Some years later, we found out that Mbuya’s special green leaf was marijuana. She crushed the leaves and added them to her snuff. This means Mbuya was probably quite high when she sang while grinding mamera.
This illegal performance-enhancing drug gave her the arrogance to challenge all the women in the village homestead to outperform her grinding.
Mbuya used similar energy, though slower and more careful speed, when grinding peanut butter.
Her hands were a lot rougher than those of my mother. Perhaps this was due to age and more years of hard work.
My mother was best known for her skill in making pottery, kuumba hari.
She collected the clay from particular layers in the sub soils by the river. Dry clay was then ground into fine powder on flat grinding stone. Then she sifted it with a winnowing basket and the dry powder left behind was mixed with water and prepared for making pottery.
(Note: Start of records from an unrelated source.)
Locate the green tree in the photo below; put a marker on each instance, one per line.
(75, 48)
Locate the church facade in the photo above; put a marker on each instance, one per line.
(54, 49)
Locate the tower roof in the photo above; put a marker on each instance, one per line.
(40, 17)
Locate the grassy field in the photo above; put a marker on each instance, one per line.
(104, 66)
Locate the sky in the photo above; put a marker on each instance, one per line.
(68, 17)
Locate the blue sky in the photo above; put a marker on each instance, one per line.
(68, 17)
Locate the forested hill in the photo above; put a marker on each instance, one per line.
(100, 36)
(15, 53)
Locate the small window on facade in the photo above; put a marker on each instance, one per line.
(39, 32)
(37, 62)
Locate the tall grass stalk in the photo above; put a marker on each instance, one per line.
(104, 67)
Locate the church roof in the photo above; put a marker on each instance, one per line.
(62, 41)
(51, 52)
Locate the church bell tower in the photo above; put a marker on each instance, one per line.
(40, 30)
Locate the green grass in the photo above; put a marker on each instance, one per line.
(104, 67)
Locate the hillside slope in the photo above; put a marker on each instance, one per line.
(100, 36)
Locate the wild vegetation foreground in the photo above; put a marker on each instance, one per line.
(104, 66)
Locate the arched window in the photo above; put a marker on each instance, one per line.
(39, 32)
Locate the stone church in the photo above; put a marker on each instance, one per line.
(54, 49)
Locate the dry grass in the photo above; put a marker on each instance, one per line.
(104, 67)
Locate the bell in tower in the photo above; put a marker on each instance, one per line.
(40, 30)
Then she made a circular platform as a base for the pot and built meticulous series of coils. When the pots were all dry, my mother asked us to look for the special bark of a tree, makwati, which were used in a dug up furnace to heat the pots until they were a beautiful brick colour.
There were some beautiful stacked clay pots in Mbuya VaMandirowesa and my mother’s kitchen huts. They oiled the pots with peanut butter oil.
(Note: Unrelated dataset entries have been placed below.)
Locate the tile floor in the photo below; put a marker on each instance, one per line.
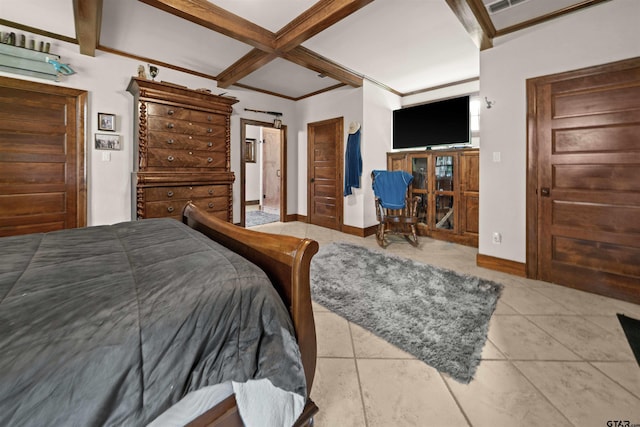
(554, 357)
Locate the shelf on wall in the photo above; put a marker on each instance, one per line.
(20, 60)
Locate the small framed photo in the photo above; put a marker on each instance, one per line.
(108, 141)
(107, 122)
(250, 150)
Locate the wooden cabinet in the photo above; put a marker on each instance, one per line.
(182, 152)
(447, 182)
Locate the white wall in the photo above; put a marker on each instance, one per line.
(345, 102)
(377, 128)
(442, 93)
(599, 34)
(105, 77)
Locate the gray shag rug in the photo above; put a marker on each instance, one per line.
(439, 316)
(253, 218)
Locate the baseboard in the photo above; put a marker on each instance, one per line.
(360, 232)
(500, 264)
(295, 217)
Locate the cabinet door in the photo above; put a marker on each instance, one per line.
(420, 185)
(444, 191)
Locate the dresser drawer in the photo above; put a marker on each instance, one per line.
(210, 118)
(187, 142)
(161, 158)
(188, 193)
(168, 111)
(185, 127)
(174, 208)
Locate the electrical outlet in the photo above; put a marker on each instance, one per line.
(497, 238)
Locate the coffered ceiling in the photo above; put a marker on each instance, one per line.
(293, 48)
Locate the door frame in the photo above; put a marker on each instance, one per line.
(532, 197)
(79, 98)
(243, 168)
(340, 167)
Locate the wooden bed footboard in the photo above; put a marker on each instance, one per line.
(286, 260)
These traditional kitchens had elaborate shelves made of polished clay.
Back in those days, our mother’s kitchen hut was the place where the women used to work most.
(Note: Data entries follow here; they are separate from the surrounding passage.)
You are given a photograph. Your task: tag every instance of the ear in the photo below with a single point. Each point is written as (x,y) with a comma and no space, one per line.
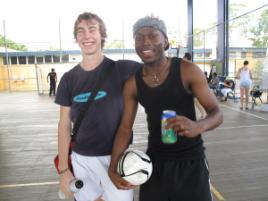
(166,44)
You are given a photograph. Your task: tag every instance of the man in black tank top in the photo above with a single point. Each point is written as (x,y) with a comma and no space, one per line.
(180,170)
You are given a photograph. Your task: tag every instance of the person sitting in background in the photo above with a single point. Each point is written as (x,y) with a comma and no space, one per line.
(225,88)
(214,82)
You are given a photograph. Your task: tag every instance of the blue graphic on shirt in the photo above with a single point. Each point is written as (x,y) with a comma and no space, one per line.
(82,98)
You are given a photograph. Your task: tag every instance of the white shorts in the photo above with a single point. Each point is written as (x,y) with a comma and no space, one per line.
(93,171)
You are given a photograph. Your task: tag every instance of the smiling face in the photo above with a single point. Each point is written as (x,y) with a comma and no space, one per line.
(88,36)
(150,44)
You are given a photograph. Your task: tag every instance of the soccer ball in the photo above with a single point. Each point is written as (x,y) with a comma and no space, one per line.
(135,167)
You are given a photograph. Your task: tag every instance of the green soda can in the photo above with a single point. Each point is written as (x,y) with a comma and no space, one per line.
(168,135)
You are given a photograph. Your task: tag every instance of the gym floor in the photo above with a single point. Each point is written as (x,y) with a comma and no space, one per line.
(237,151)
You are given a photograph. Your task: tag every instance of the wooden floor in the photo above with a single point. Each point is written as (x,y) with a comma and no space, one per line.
(237,151)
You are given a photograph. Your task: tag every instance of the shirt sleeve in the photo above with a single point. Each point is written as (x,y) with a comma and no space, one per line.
(127,68)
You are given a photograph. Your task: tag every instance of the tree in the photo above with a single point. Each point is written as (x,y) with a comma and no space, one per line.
(11,44)
(260,31)
(115,44)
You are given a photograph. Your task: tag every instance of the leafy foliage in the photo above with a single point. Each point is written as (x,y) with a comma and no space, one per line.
(260,31)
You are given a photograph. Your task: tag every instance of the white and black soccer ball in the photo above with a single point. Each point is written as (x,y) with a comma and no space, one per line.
(135,167)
Everything that happened in the homestead often centred on the work done by women in the kitchen hut.
The hard work of child birth was done here. Food was cooked here and ceremonies held here. When people died, which was rare in those days, their bodies were kept in the hut overnight and people sang and danced with such energy and vigour.
Our hard working village mothers are not hard to recognise. They have a certain way of dressing, walking and talking. A certain way to tie their headscarf, wear their shoes or wrap around their cloths. These village mothers often sit cross legged or they have their legs outstretched in front of them.
When they come to town, you often spot the mothers sitting somewhere, waiting and watching the world silently, their tired hands lying easily on the lap.
Their hands are rough, discoloured and cracked with short or broken finger nails, testimony to years and years of hard work. These hands have never been touched by the gentle hands of the manicure and pedicure lady.
The lives of our mothers are characterised by the colonial historical conditions in which they lived.
Many of them grew up without National Identification certificates in areas with no schools, shops, hospitals or clinics. They worked hard and collaborated with the freedom fighters in the liberation war for this land.
When the land finally came, some were too old to move and work in the resettlement areas. Others followed their children to the resettlement areas where they now suffer from backache, pulling a few weeds here and there with their arthritic hands.
Some of our village mothers have now been dragged to places in Johannesburg, London, Toronto, Melbourne, Auckland and everywhere.
Their Diaspora children have plucked them out of the village, secured a visitor’s visa to take them on and a plane visiting the grandchildren, sons, daughters or daughters in law.
Over there, in the faraway cities, the mothers will get everything they want to eat. Bread, meat, chips, hamburgers, fried chicken, pork ribs, cakes, soft drinks and beer. Their hands are bored and idle.
“Mawoko angu aneta nekugara. Mvura ngaimire veduwe,” said Mai Maisvoreva, meaning her hands are tired of not doing as long as it continues to rain.
I looked at the cracked hands around me and said the rain is asking the women to rest their hands for a while.
But some of them laughed saying the hands of a woman are meant to work for the family, kuriritira mhuri.
On International Women’s Day, let us celebrate the hands of our mothers. Those rough hands have made us who we are.
Dr Sekai Nzenza is a writer and cultural critic.